September 06, 2013

Erich Maria Remarque

Erich Maria Remarque

Once I finished reading about Erich, I turned south and took up his opposite as far as taking refuge in nationalism and longing for a more heroic era are concerned. Gabriele D’Annunzio resembled Remarque only in his womanizing, although Remarque far outstripped the Italian braggart in looks and overall numbers. Hughes-Hallett’s biography of the Italian poet is the third one I’ve read, and it has made me revise my opinion of that particular showoff. Philip Julian’s bio of long ago had put the Italian in my pantheon of heroes, later diminished a bit by John Woodhouse’s evenhanded study, now gone down the drain altogether. D’Annunzio fornicated, took lots of drugs, ran up enormous debts, and relentlessly promoted himself. He was, however, a wonderful poet while hobnobbing with the rich and famous. And he did fight capitalism’s excesses while promoting law and order, the country’s dignity, and economic development. He was the father of fascism before Mussolini, although as my friend Andrei Navrozov wrote in Chronicles, “he was a social climber compared with the likes of whom Cecil Beaton resembled a Franciscan friar.”

He sounds trivial, all right—interior decorating was his lifetime obsession—but Nietzsche was his God, turning him most of the time into an egomaniacal fool. Unlike the German writer, the Italian was a frightful gnome with green teeth and no hair. And he preached war at all times. That’s why I loved him when I was young and now love the German’s pacifism. But in today’s egalitarian epoch, with the drab, colorless, PR-fashioned culture of nobodies, both writers emerge as supermen, their foibles forgiven, their pretensions excused.
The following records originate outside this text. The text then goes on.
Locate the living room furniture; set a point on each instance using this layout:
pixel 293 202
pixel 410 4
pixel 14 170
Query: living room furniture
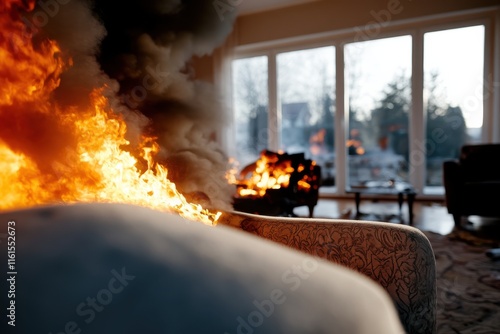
pixel 398 257
pixel 114 268
pixel 472 182
pixel 386 188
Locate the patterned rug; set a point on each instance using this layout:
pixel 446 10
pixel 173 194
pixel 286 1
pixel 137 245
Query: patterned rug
pixel 468 284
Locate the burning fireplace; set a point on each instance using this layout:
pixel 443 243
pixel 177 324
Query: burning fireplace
pixel 277 183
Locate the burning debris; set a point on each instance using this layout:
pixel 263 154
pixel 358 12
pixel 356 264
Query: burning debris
pixel 74 126
pixel 276 183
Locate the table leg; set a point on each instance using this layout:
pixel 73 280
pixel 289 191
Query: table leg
pixel 410 199
pixel 400 203
pixel 357 199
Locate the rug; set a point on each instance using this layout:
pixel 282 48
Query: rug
pixel 468 285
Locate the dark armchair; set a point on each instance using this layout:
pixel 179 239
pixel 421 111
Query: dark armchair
pixel 472 183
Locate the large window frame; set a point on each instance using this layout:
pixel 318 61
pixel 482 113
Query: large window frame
pixel 416 28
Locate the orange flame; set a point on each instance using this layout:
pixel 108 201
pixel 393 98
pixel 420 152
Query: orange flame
pixel 90 163
pixel 268 172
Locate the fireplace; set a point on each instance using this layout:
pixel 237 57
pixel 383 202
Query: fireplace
pixel 277 183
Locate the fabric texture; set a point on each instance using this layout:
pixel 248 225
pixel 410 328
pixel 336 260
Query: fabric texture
pixel 110 268
pixel 399 258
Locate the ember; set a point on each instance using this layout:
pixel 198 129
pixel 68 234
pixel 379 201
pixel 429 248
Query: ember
pixel 276 183
pixel 53 154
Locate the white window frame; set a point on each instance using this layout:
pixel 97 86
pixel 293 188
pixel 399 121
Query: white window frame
pixel 416 28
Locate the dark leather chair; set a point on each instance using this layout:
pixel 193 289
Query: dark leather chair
pixel 472 183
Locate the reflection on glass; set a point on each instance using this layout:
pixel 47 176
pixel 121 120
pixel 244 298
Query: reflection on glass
pixel 250 104
pixel 307 99
pixel 453 94
pixel 378 77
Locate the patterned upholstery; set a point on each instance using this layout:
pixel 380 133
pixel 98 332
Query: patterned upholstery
pixel 398 257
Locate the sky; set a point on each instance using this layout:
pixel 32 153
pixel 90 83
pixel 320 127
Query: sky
pixel 457 55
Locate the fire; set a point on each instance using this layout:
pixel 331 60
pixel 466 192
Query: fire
pixel 93 161
pixel 270 171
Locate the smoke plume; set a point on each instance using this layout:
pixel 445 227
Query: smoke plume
pixel 141 50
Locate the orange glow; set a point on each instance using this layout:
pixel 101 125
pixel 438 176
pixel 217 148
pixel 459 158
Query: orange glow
pixel 270 171
pixel 91 159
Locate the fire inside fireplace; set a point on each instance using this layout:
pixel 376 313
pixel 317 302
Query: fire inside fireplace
pixel 277 183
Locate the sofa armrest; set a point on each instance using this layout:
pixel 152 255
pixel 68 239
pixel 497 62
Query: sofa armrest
pixel 398 257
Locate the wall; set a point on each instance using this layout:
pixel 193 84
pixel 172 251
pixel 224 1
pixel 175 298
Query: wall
pixel 329 15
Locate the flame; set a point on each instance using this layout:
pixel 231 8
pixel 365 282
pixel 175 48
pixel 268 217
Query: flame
pixel 94 162
pixel 270 171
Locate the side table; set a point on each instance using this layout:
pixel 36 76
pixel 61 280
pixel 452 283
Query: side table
pixel 398 188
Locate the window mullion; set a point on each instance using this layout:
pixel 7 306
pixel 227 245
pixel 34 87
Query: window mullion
pixel 274 114
pixel 417 144
pixel 340 122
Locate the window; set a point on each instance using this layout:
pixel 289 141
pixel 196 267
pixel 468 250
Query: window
pixel 379 79
pixel 250 107
pixel 453 94
pixel 306 96
pixel 378 76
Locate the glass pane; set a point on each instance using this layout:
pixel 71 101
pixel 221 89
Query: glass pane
pixel 250 105
pixel 307 97
pixel 378 77
pixel 453 94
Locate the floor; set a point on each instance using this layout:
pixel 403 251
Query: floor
pixel 428 215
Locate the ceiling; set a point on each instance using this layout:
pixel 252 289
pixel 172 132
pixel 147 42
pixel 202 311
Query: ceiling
pixel 254 6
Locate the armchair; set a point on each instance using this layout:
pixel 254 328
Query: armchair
pixel 472 183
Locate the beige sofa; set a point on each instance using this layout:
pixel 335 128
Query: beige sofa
pixel 111 268
pixel 398 257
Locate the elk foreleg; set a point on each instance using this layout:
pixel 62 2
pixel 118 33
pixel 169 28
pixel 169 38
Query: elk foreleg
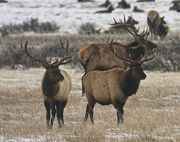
pixel 53 113
pixel 47 106
pixel 89 112
pixel 60 111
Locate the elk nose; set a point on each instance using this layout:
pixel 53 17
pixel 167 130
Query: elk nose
pixel 61 78
pixel 143 76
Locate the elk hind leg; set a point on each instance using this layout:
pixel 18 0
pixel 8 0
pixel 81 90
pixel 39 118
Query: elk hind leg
pixel 53 113
pixel 48 109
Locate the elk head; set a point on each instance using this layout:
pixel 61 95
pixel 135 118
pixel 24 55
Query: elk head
pixel 52 69
pixel 137 48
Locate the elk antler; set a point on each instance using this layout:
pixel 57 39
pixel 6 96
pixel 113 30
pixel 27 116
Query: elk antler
pixel 35 59
pixel 63 61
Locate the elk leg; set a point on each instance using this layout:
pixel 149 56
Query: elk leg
pixel 87 113
pixel 60 110
pixel 48 107
pixel 120 111
pixel 53 113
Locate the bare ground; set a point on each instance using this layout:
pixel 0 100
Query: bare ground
pixel 151 115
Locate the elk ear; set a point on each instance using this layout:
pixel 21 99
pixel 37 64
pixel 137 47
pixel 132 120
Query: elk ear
pixel 47 67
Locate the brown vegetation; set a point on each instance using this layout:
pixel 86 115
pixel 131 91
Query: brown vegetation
pixel 151 115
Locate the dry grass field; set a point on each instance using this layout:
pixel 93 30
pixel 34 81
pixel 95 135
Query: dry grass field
pixel 152 115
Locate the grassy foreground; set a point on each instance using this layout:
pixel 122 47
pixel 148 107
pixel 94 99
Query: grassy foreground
pixel 151 115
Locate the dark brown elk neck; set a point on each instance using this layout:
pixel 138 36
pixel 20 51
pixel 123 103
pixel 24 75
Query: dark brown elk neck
pixel 49 87
pixel 130 84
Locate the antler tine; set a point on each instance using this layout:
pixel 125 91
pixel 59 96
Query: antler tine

Imitation is the poor man’s creation, and I’m about to be poor—I am almost ready to order a new boat—so last week I imitated Remarque and D’Annunzio by going to a chic dinner party at a friend’s house and drinking two bottles of Léoville-Las Cases 1982 followed up by a bottle of vodka. The mother of my children discovered me somewhere in the house bleeding from the head. Knocked out cold. The next morning I never felt better. And I have outlived those two already.